Data from: Sperm head morphology is associated with sperm swimming speed: a comparative study of songbirds using electron microscopy
Støstad, Hanna Nyborg, University of Oslo
Johnsen, Arild, University of Oslo
Lifjeld, Jan Terje, University of Oslo
Rowe, Melissah, University of Oslo
Published Jul 09, 2018 on Dryad.
Cite this dataset
Støstad, Hanna Nyborg; Johnsen, Arild; Lifjeld, Jan Terje; Rowe, Melissah (2018). Data from: Sperm head morphology is associated with sperm swimming speed: a comparative study of songbirds using electron microscopy [Dataset]. Dryad. https://doi.org/10.5061/dryad.341kj02
Sperm exhibit extraordinary levels of morphological diversification across the animal kingdom. In songbirds, sperm have a helically shaped head incorporating a distinct acrosomal membrane or ‘helical keel’, the form and extent of which varies across species.

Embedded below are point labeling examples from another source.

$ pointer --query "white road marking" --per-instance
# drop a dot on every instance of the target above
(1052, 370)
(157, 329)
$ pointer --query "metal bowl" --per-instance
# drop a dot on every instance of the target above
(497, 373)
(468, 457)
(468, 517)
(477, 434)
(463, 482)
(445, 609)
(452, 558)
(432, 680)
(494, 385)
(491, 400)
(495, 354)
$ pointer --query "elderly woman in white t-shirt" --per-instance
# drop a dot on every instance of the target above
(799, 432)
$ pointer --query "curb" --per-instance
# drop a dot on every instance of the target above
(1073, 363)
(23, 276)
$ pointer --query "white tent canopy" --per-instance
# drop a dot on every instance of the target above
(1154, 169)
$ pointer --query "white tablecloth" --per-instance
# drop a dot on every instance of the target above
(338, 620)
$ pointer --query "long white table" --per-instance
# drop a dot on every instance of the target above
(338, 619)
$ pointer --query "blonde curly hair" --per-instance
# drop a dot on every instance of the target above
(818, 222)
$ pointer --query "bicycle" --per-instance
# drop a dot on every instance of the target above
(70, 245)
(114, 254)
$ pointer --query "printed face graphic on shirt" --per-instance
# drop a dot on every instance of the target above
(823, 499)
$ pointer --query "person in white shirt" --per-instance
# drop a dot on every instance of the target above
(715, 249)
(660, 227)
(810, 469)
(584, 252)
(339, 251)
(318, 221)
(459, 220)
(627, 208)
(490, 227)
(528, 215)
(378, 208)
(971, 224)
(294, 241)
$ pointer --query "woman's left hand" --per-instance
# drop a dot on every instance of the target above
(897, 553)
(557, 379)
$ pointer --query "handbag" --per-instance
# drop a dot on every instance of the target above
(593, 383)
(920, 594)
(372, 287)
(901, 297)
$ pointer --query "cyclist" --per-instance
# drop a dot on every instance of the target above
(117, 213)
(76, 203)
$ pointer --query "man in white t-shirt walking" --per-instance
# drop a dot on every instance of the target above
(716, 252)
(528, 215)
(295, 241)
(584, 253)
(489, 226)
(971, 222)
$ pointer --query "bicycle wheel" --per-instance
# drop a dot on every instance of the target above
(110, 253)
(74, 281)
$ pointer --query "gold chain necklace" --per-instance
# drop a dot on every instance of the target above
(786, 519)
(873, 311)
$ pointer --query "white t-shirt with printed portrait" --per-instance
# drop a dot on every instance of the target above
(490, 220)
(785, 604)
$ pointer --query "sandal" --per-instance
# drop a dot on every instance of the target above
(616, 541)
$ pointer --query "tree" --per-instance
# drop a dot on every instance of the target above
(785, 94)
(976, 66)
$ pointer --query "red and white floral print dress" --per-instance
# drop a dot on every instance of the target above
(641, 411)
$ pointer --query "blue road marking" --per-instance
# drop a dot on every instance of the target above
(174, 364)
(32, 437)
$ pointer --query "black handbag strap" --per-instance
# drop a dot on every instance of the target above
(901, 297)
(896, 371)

The functional significance of this helical shape, however, remains unknown. Using scanning electron microscopy, we quantified inter- and intra-specific variation in sperm head morphology across 36 songbird species (Passeriformes: Passerida). Using phylogenetic comparative methods, we investigated the relationship between sperm head morphology and both sperm swimming speed and the frequency of extra-pair young (EPY). We found that species whose sperm had a relatively more pronounced helical form (i.e. long acrosome, short nucleus, wide helical membrane, and a more pronounced waveform along the sperm head ‘core’) had faster-swimming sperm. We found no evidence of a relationship between inter-specific variation in sperm head morphology and EPY, although we did find that among- and within-male variation in sperm head traits were negatively correlated with EPY. Applying principles of fluid mechanics, we discuss how the helical form of the sperm head may influence swimming speed, and suggest that further studies considering aspects of sperm morphology beyond sperm length are needed to improve our understanding of sperm structure-function relationships.
Raw data for 2289 individuals of songbird
Individual data points for each sperm cell (used to create the species mean values), as well as accession numbers for the sperm bank at the Natural History Museum in Oslo.